Vijf levens in de schaduw
The untold ‘herstories’ of a family of talented women
In this innovative multi-biography, Jutta Chorus follows a fascinating female family line over the course of the past century and a half. The book begins in the nineteenth century with matriarch Alma and then follows the lives of Alma’s daughter Elly, her granddaughters Sylvia and Elly, and her great-granddaughter Lili. A writer, an agricultural scientist, a journalist, a photographer and a filmmaker. Had they been men, the biographer argues, they would have displayed their talents with more bravado and most likely gone down in history.
A female line is repeatedly concealed behind different surnames and is therefore less visible, realizes Jutta Chorus when she stumbles upon these astonishing women who were all related. An elderly family friend, Lili Veenman, shares a suitcase filled with letters, diaries and photographs, when Chorus shows interest in her forebears. ‘I know nothing of the lives of these women,’ Chorus writes, ‘because they never became famous. Leafing through the documents, I don’t think: how did their lives unfold, but how will their lives unfold? They lived in the shadow of history.’
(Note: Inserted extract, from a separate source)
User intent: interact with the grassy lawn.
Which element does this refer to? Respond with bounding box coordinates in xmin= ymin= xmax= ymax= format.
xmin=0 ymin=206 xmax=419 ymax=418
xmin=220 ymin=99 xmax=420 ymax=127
The matriarch of this story is German-born Alma Bimmerman (1853-1948), an independent woman, educated in the Netherlands. A teacher, she left for Batavia to marry her fiancé, who died just before she arrived. She pioneered as a woman alone and later married a forester who considered women to be equals. In addition to raising her four children, she wrote several novels. The first child born in this egalitarian marriage was Elly Berkhout (1882-1943) whose life began promisingly: she was the first woman to graduate from the Agricultural School in Wageningen. But she abandoned her job as an agricultural researcher to marry a philandering man in the East Indies.
The third generation of women in the book are granddaughters Sylvia (1907-1994) and Elly Brandts Buys (1913-1985). The oldest, the unruly Sylvia, became editor-in-chief of the weekly Haagse Post and developed a new journalistic style. Her relationships with men were troubled. Sylvia’s younger sister Elly had a very different life. She travelled all over Europe, settled in Rome, was well-liked as a fashion model and photographer. Although she married, she remained childless. Finally, Chorus tells the story of Lili Veenman (b. 1930), Sylvia’s only daughter, who trained in Paris and was the first female film director in Rome. In 1960, she married film director Fons Rademakers, and remained in his shadow, working on his sets as an assistant.
Alma’s Daughters is a rich book, written in an engaging style, that provides food for thought on gender inequality and the course of history.